Они бродили третий час, Эви не раз прокляла тот момент, когда решила надеть туфли на высоком каблуке, и, наконец, сказала:

– Все, устала от вашей брусчатки!

И они сели на первую попавшуюся скамейку.

– Смотри, как порхают рижанки! На шпильках, не касаясь земли.

Эви промолчала. Она разглядывала огромный, разросшийся в пол-окна куст герани на подоконнике окна на первом этаже дома напротив, когда прямо из-за куста возник из полумрака комнаты – почему-то без всяких намеков на наличие хозяина, словно один в этой комнате и жил – черный дог.

– Какой красивый! – Эви подумала, что до собаки – метра три, которые вот этот самый, такой же красивый, как Алекс, и такой же опасный самец преодолеет в несколько прыжков. Внезапно она прижалась к Алексу. Его замечание поразило ее настолько, что она точно помнила его спустя двадцать лет:

– Не люби его – люби меня!

Вечером, когда они ехали последней электричкой на побережье, Эви еще купалась в водопадах токаты Баха, волнами заполнявшего Домский собор, заигравшего бликами в витражах высоких окон. Плыла зачарованной девочкой среди страшных образов – то ли безнадежности и неуловимости мгновений счастья, то ли тени непонятной, пугающей вечности, с ее ошеломляющей неизбежностью смерти, ощущением, настигшим ее прямо здесь, в четвертом ряду от органа, сантиметрах в двадцати от этого невероятного, сошедшего со средневековой фрески Алекса. Озноб. Он начинался где-то у затылка, волной сбегал вниз, до пальцев ног, чтобы снова защекотать завиток волос у затылка.

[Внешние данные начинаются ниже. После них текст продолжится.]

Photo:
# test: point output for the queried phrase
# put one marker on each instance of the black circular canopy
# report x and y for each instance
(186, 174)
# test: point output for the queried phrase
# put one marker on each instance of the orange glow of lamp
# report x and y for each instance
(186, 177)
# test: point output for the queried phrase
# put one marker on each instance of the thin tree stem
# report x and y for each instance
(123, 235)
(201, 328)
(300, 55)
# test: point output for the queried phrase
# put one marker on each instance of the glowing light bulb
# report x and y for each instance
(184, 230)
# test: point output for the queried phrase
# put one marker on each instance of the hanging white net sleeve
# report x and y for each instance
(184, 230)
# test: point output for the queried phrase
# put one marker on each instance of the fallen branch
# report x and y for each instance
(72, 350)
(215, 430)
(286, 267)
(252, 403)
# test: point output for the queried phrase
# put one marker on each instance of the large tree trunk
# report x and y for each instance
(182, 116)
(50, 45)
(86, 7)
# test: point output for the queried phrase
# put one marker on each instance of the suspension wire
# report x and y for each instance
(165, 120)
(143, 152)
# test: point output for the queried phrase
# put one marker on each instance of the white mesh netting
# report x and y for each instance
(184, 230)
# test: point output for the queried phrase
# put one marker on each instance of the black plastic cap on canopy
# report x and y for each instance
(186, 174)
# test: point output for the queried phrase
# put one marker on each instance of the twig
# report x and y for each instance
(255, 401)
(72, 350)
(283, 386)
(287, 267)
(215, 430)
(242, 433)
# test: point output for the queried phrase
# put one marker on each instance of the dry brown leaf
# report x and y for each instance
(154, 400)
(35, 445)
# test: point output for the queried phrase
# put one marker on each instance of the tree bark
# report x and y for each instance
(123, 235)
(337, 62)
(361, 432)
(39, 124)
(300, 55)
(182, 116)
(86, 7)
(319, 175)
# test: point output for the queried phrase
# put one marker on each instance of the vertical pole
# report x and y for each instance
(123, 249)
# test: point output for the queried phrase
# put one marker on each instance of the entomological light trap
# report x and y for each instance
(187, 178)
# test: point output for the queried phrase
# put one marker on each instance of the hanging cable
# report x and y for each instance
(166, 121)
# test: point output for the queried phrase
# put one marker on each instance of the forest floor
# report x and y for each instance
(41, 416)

В санаторий идти было поздно, они сошли на станции Булдури.

В комнате горел ночник, на тумбочке у кровати стояла почти полная бутылка коньяка. Эви подташнивало – за весь день десяток чашек кофе с бальзамом и одно пирожное, согласитесь, маловато для того, чтобы заглушить лихорадочный озноб. Алекс пил коньяк из бутылки, Эви выскочила на крыльцо. В дальних кустах у изгороди ее начало рвать. Когда она пришла в себя, увидела старика, стоявшего неподалеку с фонариком в руке. Он взял ее под руку, довел до комнаты Алекса и прикрыл за ней дверь. Голова кружилась, в потемках она нащупала кровать, присела и потеряла сознание. Очнулась она в объятьях Алекса.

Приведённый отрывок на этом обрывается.